# Apache http server remote connection problem



## moe70

im using wamp5 (apache myqsl php..) to host my websit. i got all that installed on my slave hhd the website and wamp... i formated my master hard disk 2days ago and now i cant connect to my site remotely, i can only do localhost (http://localhost/index..... http://127.0.0.1)

anyone had this problem b4? do you have an idea why this's happening. firewall (off)... some windows settings...?


----------



## krakozia

yes i have had that problem in my post below u i wanted someone to answer to that are u using a router at home?.... sence we both having the same problem do u want to be hosting buddies im trying to make a server for web hosting to host other sites and if so how old are u?


----------



## Skie

moe70 said:


> im using wamp5 (apache myqsl php..) to host my websit. i got all that installed on my slave hhd the website and wamp... i formated my master hard disk 2days ago and now i cant connect to my site remotely, i can only do localhost (http://localhost/index..... http://127.0.0.1)
> 
> anyone had this problem b4? do you have an idea why this's happening. firewall (off)... some windows settings...?


Are you able to access your site remotely?


----------



## DumberDrummer

I believe he said that he couldn't connect remotely 

Anyway, I have a similar problem, and its because my modem takes any local usage of my public IP as a call to the config program for the modem. So I had to edit my hosts file to interperet the domain name as my local ip. 

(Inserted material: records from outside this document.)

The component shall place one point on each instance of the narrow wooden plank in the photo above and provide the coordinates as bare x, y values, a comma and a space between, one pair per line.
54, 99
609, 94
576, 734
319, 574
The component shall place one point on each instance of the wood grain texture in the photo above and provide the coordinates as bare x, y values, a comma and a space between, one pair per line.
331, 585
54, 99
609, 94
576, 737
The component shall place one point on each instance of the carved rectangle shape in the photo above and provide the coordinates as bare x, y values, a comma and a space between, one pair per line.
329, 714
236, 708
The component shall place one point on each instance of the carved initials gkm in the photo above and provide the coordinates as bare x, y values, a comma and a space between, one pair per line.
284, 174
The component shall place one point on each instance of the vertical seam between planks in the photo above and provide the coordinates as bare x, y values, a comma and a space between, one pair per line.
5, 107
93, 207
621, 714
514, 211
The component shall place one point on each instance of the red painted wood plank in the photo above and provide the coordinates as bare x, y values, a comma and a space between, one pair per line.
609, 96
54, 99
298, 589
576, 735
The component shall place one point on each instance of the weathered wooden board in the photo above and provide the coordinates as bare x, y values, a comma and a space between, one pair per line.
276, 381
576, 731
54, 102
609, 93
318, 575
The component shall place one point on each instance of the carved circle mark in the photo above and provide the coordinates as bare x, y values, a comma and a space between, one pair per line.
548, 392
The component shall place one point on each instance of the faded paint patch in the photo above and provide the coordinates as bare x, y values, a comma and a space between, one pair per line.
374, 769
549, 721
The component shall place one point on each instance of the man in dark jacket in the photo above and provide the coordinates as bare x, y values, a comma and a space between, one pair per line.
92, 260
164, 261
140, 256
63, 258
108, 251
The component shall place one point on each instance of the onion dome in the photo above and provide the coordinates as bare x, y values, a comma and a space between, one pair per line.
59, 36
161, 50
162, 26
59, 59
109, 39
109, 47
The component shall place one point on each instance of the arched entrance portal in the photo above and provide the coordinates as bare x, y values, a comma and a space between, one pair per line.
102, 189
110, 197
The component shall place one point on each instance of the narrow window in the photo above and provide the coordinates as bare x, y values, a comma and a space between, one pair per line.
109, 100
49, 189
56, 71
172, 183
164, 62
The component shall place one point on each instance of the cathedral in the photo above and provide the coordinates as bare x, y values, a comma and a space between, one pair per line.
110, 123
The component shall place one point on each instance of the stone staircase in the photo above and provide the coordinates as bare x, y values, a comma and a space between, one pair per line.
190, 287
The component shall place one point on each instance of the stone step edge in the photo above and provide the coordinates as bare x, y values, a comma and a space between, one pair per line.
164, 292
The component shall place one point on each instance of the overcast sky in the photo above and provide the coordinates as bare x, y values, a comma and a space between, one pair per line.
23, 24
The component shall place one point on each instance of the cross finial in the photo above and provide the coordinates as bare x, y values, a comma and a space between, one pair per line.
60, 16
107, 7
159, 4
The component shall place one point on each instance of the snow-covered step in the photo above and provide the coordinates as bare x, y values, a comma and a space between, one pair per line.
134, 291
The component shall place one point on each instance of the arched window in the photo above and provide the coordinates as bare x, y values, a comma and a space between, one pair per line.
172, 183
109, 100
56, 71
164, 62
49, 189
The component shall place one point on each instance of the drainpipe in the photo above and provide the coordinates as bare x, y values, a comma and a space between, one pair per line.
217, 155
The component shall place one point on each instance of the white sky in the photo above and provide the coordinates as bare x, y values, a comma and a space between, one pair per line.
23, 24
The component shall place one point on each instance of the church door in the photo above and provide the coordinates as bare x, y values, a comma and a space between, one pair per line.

It might be something similar, so if you want to post a link to the site, one of us can check it out for you.


----------



## moe70

DumberDrummer said:


> I believe he said that he couldn't connect remotely
> 
> Anyway, I have a similar problem, and its because my modem takes any local usage of my public IP as a call to the config program for the modem. So I had to edit my hosts file to interperet the domain name as my local ip.
> 
> It might be something similar, so if you want to post a link to the site, one of us can check it out for you.


mine doesnt do that wen i dial my internal ip it takes me to my site (hosting it on ma computer using apache..) but wen someone tries to access it using my external ip it doesnt let them it says page cant be found.

by link you mean my ip address? http://84.9.35.54/portal.php (for now untill i restart

::edit:: my address now is http://87.74.29.99/portal.php


----------



## Skie

Like DumberDrummer mentioned, you can edit your hosts file and include a domain name so that whenever you type it in, your site will load up. Just pick something that you don't visit. If you put "microsoft.com" and assign your internal IP to it, you'll never be able to get to Microsoft's website again (at least, until you remove that line from your hosts file). As far as others being able to access your site, you'll need to modify your firewall/router to allow external requests to port 80 and point those requests to your internal IP. As far as allowing a people to access your site with a domain name, you'll need to purchase one and use a service like dyndns.org.



DumberDrummer said:


> I believe he said that he couldn't connect remotely


DOH! I need to read slower. :embarased


----------



## moe70

Skie said:


> Like DumberDrummer mentioned, you can edit your hosts file and include a domain name so that whenever you type it in, your site will load up. Just pick something that you don't visit. If you put "microsoft.com" and assign your internal IP to it, you'll never be able to get to Microsoft's website again (at least, until you remove that line from your hosts file). As far as others being able to access your site, you'll need to modify your firewall/router to allow external requests to port 80 and point those requests to your internal IP. As far as allowing a people to access your site with a domain name, you'll need to purchase one and use a service like dyndns.org.
> 
> 
> 
> DOH! I need to read slower. :embarased


tired that too n forwarded ports 80 and 3000. the thing it it was working fine b4 so its just something i done maybe coz i installed another wamp on the other drive.... but i uninstalled it


----------



## moe70

jumpi pumpy


----------



## moe70

oi *** anyone?


----------



## Grove

Please be patient. Our staff are working on your problem but your situation is difficult.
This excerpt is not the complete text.